Before people panic and again try to claim that HTTPS does not help here, note that the leak here is not in HTTPS itself per-se: it's in DASH and VBR encodings. Segment sizes can be predictable and are unique for each video. Higher variation in bitrate leaks more unique fingerprint information, and Netflix happens to support high variation in bitrates. HTTPS still does guarantee integrity and confidentiality.
Stepping back a bit, although this paper is definitely valuable, it isn't that startling, because we already know that encrypted communications are vulnerable to passive attacks when the contents are predictable. It's a good reminder that "vanilla" encryption isn't necessarily the best way to protect privacy when the attacker can simply guess what we're transmitting because the search space is so small; in this case, it's easy to compare the length of what is being transmitted against a corpus -- and bam. There's only ~42k entries...

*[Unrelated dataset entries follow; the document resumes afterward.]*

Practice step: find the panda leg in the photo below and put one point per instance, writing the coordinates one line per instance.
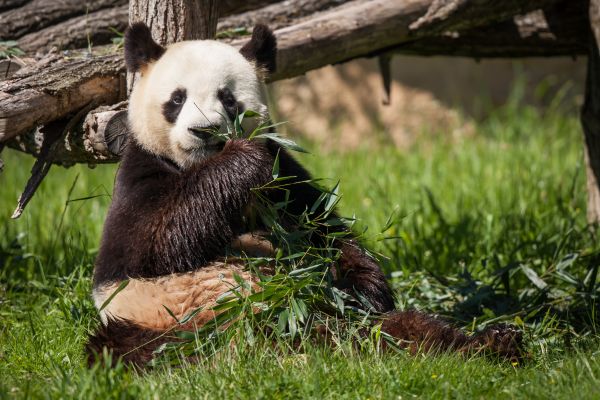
(356, 271)
(419, 331)
(125, 340)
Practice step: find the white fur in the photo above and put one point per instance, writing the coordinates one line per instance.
(201, 67)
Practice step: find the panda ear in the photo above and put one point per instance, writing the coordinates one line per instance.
(262, 48)
(140, 48)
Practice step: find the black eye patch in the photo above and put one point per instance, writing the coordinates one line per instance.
(173, 106)
(230, 103)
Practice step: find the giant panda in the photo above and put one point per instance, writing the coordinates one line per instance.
(181, 196)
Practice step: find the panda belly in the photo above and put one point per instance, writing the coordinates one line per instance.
(145, 301)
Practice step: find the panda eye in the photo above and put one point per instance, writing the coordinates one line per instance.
(172, 107)
(178, 97)
(229, 102)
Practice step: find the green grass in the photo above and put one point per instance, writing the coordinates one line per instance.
(470, 218)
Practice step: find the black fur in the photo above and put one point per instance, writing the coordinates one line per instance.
(262, 48)
(172, 108)
(140, 48)
(230, 103)
(164, 220)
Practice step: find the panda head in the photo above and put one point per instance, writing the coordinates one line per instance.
(191, 88)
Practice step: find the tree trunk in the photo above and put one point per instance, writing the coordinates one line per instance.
(39, 14)
(590, 116)
(172, 21)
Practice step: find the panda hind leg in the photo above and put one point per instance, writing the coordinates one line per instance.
(419, 331)
(124, 340)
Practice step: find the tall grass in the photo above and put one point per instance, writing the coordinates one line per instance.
(490, 227)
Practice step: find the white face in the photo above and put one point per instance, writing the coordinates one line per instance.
(194, 85)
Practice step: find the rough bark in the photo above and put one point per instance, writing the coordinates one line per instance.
(230, 7)
(355, 29)
(175, 20)
(10, 4)
(590, 116)
(443, 15)
(39, 14)
(277, 15)
(40, 96)
(79, 32)
(558, 30)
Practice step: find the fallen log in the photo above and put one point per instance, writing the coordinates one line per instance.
(34, 98)
(558, 30)
(10, 4)
(39, 14)
(276, 15)
(90, 29)
(355, 29)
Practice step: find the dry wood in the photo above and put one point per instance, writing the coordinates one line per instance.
(9, 4)
(277, 15)
(230, 7)
(176, 20)
(558, 30)
(41, 96)
(90, 29)
(338, 34)
(443, 15)
(39, 14)
(590, 116)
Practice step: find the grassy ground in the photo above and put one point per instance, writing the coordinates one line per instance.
(484, 229)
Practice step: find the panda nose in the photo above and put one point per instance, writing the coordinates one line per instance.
(204, 132)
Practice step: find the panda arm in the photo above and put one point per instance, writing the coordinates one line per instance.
(187, 219)
(355, 269)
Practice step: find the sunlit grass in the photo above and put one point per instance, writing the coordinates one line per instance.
(512, 195)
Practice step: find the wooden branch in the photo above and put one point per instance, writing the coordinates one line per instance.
(41, 96)
(230, 7)
(445, 15)
(10, 4)
(39, 14)
(355, 29)
(277, 15)
(94, 28)
(558, 30)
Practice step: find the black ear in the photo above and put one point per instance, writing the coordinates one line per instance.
(262, 48)
(140, 48)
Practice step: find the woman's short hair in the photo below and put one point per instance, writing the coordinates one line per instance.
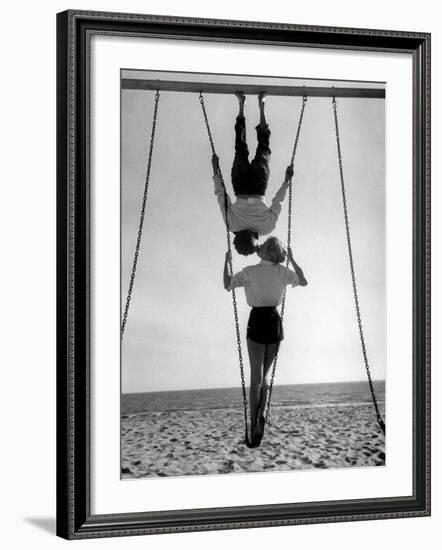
(274, 250)
(245, 242)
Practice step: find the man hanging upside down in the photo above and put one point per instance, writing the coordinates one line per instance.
(249, 216)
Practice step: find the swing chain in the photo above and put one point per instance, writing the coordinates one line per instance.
(352, 268)
(230, 267)
(142, 214)
(289, 239)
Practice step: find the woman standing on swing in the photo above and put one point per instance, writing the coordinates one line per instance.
(264, 285)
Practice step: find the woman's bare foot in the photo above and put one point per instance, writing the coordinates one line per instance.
(242, 101)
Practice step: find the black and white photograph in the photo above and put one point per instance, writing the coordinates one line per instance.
(253, 307)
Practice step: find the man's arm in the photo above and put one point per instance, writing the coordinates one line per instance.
(226, 276)
(220, 192)
(278, 199)
(298, 270)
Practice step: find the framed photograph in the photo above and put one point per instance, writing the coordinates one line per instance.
(243, 274)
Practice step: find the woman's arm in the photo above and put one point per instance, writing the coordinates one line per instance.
(226, 275)
(298, 270)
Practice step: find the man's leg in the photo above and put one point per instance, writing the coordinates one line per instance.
(241, 165)
(259, 167)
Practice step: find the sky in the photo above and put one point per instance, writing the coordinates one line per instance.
(180, 331)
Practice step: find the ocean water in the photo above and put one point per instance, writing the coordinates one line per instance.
(295, 395)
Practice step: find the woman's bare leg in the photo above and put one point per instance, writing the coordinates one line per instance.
(269, 356)
(262, 114)
(256, 358)
(242, 100)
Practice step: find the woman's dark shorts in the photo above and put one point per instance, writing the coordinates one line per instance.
(265, 325)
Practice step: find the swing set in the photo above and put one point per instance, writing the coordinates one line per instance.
(250, 89)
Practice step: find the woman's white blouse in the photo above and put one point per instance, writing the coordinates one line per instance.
(264, 283)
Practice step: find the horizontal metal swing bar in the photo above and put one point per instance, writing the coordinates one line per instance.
(223, 88)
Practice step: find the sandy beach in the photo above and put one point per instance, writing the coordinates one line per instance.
(210, 441)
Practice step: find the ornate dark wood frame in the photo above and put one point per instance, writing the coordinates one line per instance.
(74, 518)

Entropy entropy entropy. It is your friend. Just so happens that VBR and DASH weren't designed to increase entropy when transmitting segments.

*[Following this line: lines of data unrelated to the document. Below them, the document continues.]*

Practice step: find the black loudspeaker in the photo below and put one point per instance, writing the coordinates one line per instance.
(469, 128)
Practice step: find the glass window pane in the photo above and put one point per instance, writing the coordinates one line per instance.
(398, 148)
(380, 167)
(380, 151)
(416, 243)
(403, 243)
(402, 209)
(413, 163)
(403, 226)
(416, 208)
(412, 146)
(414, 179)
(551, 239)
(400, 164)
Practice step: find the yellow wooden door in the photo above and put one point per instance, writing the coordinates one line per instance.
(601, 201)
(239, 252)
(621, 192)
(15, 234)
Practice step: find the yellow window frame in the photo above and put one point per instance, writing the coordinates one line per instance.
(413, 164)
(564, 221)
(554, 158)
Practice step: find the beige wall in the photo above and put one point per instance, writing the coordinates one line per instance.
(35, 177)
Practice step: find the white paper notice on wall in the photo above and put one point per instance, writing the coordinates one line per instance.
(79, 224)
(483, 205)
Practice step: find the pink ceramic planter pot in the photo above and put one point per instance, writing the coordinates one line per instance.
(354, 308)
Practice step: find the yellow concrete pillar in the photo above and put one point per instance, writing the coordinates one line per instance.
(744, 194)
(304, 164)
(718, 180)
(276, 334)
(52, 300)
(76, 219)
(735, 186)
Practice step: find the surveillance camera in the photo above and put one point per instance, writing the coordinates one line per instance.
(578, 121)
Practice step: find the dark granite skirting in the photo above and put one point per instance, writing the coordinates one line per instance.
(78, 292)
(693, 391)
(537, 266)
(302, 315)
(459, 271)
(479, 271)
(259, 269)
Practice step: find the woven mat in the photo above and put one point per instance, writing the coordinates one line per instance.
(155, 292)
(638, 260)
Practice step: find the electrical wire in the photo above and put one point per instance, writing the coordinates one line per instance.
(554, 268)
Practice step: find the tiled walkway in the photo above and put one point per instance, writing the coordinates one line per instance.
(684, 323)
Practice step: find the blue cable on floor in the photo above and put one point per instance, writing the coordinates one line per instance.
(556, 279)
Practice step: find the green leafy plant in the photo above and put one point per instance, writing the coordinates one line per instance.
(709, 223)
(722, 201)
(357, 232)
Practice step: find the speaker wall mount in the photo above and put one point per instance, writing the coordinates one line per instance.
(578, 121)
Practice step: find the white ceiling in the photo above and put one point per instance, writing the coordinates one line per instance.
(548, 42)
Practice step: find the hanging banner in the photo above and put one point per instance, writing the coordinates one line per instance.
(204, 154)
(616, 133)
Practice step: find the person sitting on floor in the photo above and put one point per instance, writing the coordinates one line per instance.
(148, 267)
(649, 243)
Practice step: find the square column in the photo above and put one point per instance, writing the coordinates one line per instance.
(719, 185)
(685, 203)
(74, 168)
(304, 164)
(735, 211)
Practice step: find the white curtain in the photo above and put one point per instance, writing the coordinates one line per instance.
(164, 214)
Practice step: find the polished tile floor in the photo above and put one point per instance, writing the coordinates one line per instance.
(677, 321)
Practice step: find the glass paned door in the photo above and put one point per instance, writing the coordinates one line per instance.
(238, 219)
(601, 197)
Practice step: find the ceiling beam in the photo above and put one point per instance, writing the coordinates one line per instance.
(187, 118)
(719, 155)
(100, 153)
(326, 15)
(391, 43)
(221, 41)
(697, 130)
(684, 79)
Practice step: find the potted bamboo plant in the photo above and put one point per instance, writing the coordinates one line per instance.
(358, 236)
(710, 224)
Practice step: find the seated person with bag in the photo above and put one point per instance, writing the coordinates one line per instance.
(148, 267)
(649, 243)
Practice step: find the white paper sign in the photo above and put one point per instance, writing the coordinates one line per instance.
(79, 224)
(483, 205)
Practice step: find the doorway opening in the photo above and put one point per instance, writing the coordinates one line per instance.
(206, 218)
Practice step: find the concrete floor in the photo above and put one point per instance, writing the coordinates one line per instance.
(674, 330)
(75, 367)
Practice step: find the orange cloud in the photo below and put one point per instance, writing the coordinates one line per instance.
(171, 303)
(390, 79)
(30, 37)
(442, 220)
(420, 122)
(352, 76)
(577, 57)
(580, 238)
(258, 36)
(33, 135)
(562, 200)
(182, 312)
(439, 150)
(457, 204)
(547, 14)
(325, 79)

Re: Entropy: Note that just adding random padding to packets doesn't actually protect you from this kind of analysis. You'd want a constant bit-rate ("CBR") encoding instead. Even with CBR, the exact length of the video might give away the contents too.

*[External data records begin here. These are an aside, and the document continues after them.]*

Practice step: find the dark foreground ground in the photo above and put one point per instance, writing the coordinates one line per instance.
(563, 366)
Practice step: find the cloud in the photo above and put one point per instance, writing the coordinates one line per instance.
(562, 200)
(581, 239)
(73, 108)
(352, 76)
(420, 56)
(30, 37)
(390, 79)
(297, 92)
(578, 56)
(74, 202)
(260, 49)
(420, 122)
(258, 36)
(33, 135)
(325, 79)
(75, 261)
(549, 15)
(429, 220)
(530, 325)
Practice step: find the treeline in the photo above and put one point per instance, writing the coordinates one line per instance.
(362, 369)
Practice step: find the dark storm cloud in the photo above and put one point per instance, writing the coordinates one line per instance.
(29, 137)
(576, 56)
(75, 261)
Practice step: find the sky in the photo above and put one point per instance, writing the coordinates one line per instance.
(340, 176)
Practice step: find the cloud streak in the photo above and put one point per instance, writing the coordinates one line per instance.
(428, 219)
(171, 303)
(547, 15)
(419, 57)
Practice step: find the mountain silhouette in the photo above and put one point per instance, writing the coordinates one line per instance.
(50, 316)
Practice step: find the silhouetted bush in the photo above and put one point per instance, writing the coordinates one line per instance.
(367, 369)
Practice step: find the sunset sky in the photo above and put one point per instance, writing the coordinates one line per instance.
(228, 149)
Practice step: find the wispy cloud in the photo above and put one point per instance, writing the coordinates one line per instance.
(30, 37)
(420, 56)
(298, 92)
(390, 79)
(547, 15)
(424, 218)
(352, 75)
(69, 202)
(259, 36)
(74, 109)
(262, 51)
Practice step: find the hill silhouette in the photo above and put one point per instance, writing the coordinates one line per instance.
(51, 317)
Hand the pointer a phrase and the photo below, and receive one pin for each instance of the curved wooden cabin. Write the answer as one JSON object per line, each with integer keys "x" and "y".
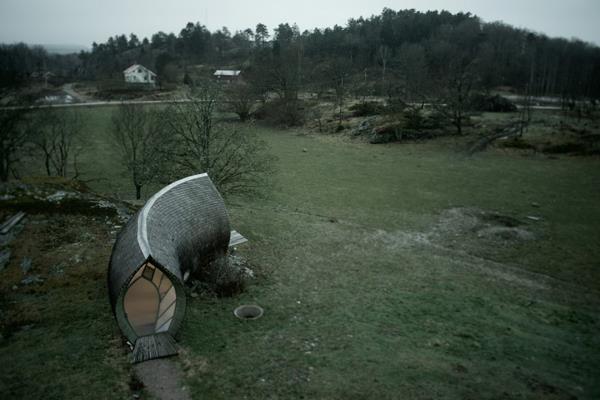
{"x": 180, "y": 229}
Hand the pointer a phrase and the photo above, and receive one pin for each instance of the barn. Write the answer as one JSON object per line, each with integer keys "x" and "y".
{"x": 227, "y": 75}
{"x": 180, "y": 229}
{"x": 139, "y": 74}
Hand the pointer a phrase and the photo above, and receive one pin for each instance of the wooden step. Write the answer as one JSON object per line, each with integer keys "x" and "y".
{"x": 154, "y": 346}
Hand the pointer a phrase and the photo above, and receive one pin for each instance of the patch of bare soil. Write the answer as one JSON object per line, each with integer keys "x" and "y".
{"x": 472, "y": 224}
{"x": 162, "y": 379}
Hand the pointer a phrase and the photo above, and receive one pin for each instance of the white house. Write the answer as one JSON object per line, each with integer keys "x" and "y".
{"x": 227, "y": 75}
{"x": 139, "y": 74}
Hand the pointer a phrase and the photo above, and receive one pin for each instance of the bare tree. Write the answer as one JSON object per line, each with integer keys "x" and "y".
{"x": 56, "y": 135}
{"x": 136, "y": 132}
{"x": 241, "y": 98}
{"x": 15, "y": 129}
{"x": 236, "y": 161}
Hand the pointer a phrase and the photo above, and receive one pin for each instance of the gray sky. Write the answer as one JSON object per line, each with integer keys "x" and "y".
{"x": 83, "y": 21}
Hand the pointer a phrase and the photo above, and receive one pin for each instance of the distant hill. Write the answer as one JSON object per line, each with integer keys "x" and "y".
{"x": 64, "y": 48}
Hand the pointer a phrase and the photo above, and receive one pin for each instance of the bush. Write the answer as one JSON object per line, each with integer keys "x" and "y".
{"x": 563, "y": 148}
{"x": 366, "y": 108}
{"x": 224, "y": 277}
{"x": 517, "y": 143}
{"x": 497, "y": 103}
{"x": 285, "y": 112}
{"x": 395, "y": 105}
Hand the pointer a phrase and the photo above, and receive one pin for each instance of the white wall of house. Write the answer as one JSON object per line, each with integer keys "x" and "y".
{"x": 139, "y": 74}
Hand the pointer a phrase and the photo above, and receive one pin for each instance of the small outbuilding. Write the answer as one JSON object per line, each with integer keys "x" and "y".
{"x": 180, "y": 229}
{"x": 137, "y": 73}
{"x": 227, "y": 75}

From a bandwidth perspective, such CBR encodings are either wasteful or low quality for high motion scenes—or both. So it makes sense that Netflix has chosen a VBR system, but does have this privacy caveat.
I just want to point out that Signal, the encrypted messaging/voice chat app is using CBR for that reason: it should be possible to reconstruct the words spoken using the metadata that is leaked from a VBR.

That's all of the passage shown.